SAA includes two types with different etiologies: pseudoaneurysm and true aneurysm. Pseudoaneurysm, which is caused by, for example, acute pancreatitis, surgery, or trauma, can be fatal (16). With regard to true aneurysm, a ruptured aneurysm is a life-threatening condition (1). It is considered difficult to assess the safety of TAE for SAA by evaluating ruptured aneurysm or pseudoaneurysm patients, because these conditions are life-threatening in themselves. For that reason, the present study focused on cases with unruptured true aneurysm of the splenic artery in the elective setting, and confirmed the safety of elective TAE for SAA.
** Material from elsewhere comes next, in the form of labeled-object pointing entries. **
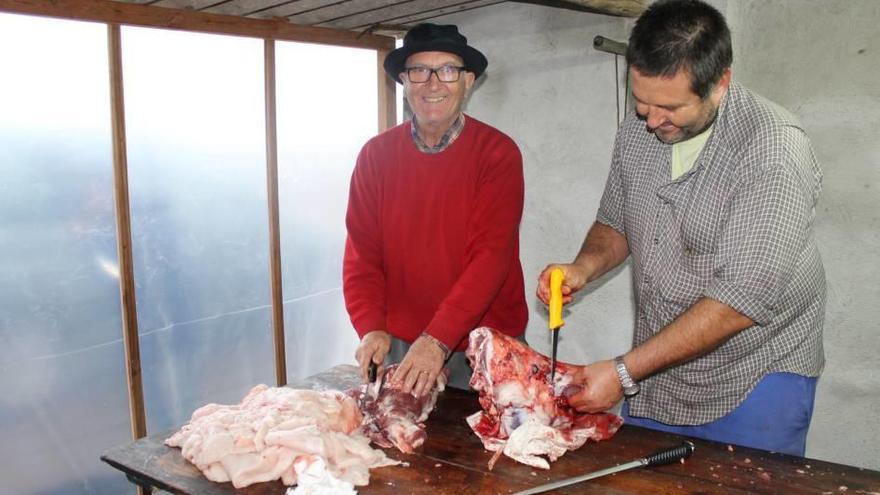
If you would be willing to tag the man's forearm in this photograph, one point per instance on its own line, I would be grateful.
(697, 331)
(603, 249)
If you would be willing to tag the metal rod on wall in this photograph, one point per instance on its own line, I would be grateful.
(604, 44)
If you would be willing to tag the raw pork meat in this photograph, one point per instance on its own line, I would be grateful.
(523, 415)
(276, 433)
(396, 418)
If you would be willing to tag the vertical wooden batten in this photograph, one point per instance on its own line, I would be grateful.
(275, 280)
(387, 96)
(130, 339)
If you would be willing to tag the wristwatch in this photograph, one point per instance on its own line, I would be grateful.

Liver cirrhosis is a known risk factor for general surgery (17,18). However, it remains unclear whether liver cirrhosis is a risk factor when SAA is treated with TAE techniques. Our data showed that liver cirrhosis was associated with longer length of stay, but not with complications, suggesting that TAE for SAA can also be performed safely in liver cirrhosis patients. A possible reason for the extended length of stay in TAE patients may be that some of the cirrhosis patients received concurrent partial splenic artery embolization to increase their platelet counts (8), which may have prolonged their length of stay through induced splenic infarction.

Several limitations should be acknowledged. First, the technical success rate was not evaluated because of the lack of data in the DPC database. In addition, the long-term effectiveness of the treatment was not assessed because of the lack of data availability. Second, we were unable to evaluate the size, number, or location of the aneurysms, because the DPC database does not contain detailed information for patients. Third, there are several coil embolization techniques including isolation, coil packing, and their combination. However, we could not distinguish these procedures because of the lack of data in the database.

In conclusion, our data revealed no in-hospital mortality and a low complication rate associated with elective TAE for SAA, including liver cirrhosis patients, in a large multicenter series. The results suggest that elective TAE for SAA can be performed safely even in liver cirrhosis patients.